In the News

Fish Talk in the News – Tuesday, August 11

Researchers reported 17 great white sharks off the coast of Chatham last week. Image via

  • In a July 31 letter to NOAA Assistant Administrator for Fisheries Eileen Sobeck, five Massachusetts delegates asked for clarity on questions raised by lobstermen regarding NOAA’s new monitoring plans for the Massachusetts lobster industry. The letter stated that the new plans seem “duplicative and unnecessary.” The letter also addresses the concern of the industry having to later pay for the monitoring (NOAA currently pays), and who would be financially responsible in the occurrence of an accident involving an observer. Lobstermen are concerned because they would not be able to afford either.
  • Some environmental organizations and fishermen are advocating for electronic monitoring in the groundfish industry in place of onboard monitors. A recent Greenwire article compares the efficiency of a test Electronic Logbook System with onboard observers for reporting bycatch. Electronic monitoring takes it one step further; in addition to accurate and timely data, a camera will always be on board a vessel. The electronic system is a less expensive option, can also collect more data such as ocean temperature. John Pappalrdo, Cape Cod Commercial Fishermen’s Alliance executive director, said NMFS’s plan to shift the cost of monitoring to the industry “made this good idea a great idea.”
  • NOAA Fisheries released a new interactive “story map” that overviews the 2015 fishing year Atlantic sea scallop managed waters. The map shows management changes, such as rotational closures, access areas, turtle conservation areas, gear modifications, and more. The accompanying website also provides more information about the 2015 scallop fishing year.
  • Last week, Cape Cod saw its biggest shark day of the season. Seventeen great white sharks were recorded off the beaches of Chatham, MA. Atlantic White Shark Conservancy is only in its second year of a five year population study, so it is too soon to tell if these numbers are unusual.
  • A new memorial in Seabrook honors fishermen from the town who lost their lives at sea. Eight of the names are men who were lost in the infamous Yankee Gale in 1851, a storm that destroyed nearly the entire New England fishing fleet.
  • Drones are allowing marine science researchers to go where they never could go before. Woods Hole Oceanographic Institution and NOAA scientists used drones to collect blow samples and take pictures of 36 humpback whales in Stellwagen Bank.
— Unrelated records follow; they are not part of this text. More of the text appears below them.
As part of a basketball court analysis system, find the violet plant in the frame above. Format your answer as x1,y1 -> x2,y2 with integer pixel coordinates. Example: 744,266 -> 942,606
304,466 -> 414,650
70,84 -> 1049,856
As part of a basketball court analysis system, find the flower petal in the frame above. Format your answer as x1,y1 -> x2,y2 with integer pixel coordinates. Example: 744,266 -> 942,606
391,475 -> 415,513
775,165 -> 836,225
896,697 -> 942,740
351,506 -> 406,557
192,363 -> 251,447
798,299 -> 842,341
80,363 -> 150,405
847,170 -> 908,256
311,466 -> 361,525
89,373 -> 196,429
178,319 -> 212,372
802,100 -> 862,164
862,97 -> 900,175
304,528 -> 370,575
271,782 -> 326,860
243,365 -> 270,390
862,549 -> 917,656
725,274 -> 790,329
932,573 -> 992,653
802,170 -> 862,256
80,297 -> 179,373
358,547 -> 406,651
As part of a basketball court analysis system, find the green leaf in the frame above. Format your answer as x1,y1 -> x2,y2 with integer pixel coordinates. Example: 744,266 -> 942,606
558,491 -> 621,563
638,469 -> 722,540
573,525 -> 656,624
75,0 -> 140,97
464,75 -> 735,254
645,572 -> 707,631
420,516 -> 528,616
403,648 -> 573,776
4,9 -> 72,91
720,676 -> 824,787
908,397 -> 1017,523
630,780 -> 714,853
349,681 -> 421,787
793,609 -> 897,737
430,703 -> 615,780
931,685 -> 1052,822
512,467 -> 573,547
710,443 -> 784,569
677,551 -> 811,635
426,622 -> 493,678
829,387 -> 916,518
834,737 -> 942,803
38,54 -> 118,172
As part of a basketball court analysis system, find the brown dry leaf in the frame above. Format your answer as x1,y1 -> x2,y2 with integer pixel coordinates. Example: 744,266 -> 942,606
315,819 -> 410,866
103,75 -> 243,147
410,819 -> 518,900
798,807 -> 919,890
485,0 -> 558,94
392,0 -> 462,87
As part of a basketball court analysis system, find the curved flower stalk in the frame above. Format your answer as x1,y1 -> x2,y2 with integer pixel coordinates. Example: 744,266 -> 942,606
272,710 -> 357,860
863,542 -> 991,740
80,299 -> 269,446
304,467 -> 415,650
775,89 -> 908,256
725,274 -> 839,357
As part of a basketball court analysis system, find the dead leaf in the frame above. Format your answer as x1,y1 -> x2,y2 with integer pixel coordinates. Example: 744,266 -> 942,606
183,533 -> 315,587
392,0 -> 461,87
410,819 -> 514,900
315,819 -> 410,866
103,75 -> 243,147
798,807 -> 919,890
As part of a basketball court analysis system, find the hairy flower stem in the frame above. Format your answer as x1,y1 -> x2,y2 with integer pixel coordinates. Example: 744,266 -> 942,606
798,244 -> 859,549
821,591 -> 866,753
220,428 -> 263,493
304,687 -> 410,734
Researchers hope they can use drones to answer many previously unanswerable questions, and regulatory agencies only hope they can keep up with the changing technology.
  • NOAA issued a new proposed rule for public comment under the Marine Mammal Protection Act to protect marine mammals in international fisheries. The rule would require foreign nations exporting fish and fish products to the U.S. to “demonstrate that killing or serious injury of marine mammals incidental to their fishing activities do not occur in excess of U.S. standards. The new rule hopes to level the playing field for U.S. fishermen that play by the rules.
  • New research shows a cumulative negative impact on Atlantic salmon passing through dams on their way downstream. According to the study, each time a smolt passes through a dam, its chance of dying increases by 6-7 percent. On the positive side, the study showed that timing of the smolts reaching the estuary can help their chances of survival. Survival rate increased by 25 percent when smolts reached the estuary at “peak saltwater readiness.”